How Does Louisiana Calculate Pain and Suffering Damages?

Suppose you have been harmed in a personal injury accident due to another person’s careless or negligent actions. In that case, you may be entitled to compensation for your medical bills, auto repair bills, and lost income. But what about the emotional distress you felt during and after the crash?

In any personal injury case, Louisiana law considers a victim’s mental distress and suffering as well as their financial losses, which is regarded as pain and suffering. Any chronic pain or mental anguish that results from the injury could also have a lasting impact on your quality of life — and finances.

What these losses entail and how they are calculated is where things can get more confusing. 

What Does Pain and Suffering Mean in Louisiana?

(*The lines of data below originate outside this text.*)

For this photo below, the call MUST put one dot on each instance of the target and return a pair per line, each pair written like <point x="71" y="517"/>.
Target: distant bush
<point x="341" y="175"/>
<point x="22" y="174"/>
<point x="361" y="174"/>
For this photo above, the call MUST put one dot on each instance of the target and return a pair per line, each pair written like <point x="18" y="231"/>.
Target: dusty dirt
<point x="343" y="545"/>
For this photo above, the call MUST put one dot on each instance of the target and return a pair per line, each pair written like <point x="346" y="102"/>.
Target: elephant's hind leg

In a car accident claim example, your losses are called “damages.” These could be economic damages, which are the financial losses you’ve suffered, including lost wages, reduced earning potential, medical bills, property damage, etc. (These could also be called monetary damages, special damages, or pecuniary damages.) 

Non-economic damages, on the other hand, refer to the more abstract concepts such as the mental distress or physical pain you experience as a result of the accident. These are commonly called “pain and suffering.” More specific examples of each type are below: 

  • Physical pain and suffering: Your actual pain resulting from the physical injuries and discomfort you sustained during and since the injury. Some examples of physical problems qualifying as “pain and suffering” might be chronic back or neck pain, traumatic brain injury, broken or fractured bones, headaches, nerve damage, internal organ damage, dislocated joints, scarring, disfigurement, pulled or sprained muscles or paralysis. 
  • Mental pain and suffering: This pain is usually the by-product of the accident and more often emotional in nature. It can include depression, psychological trauma, grief, persistent fear, anxiety, PTSD, anger issues, diminished quality of life, loss of enjoyment, lack of purpose or energy, humiliation, shock, insomnia, sexual dysfunction, or cognitive changes due to a head injury.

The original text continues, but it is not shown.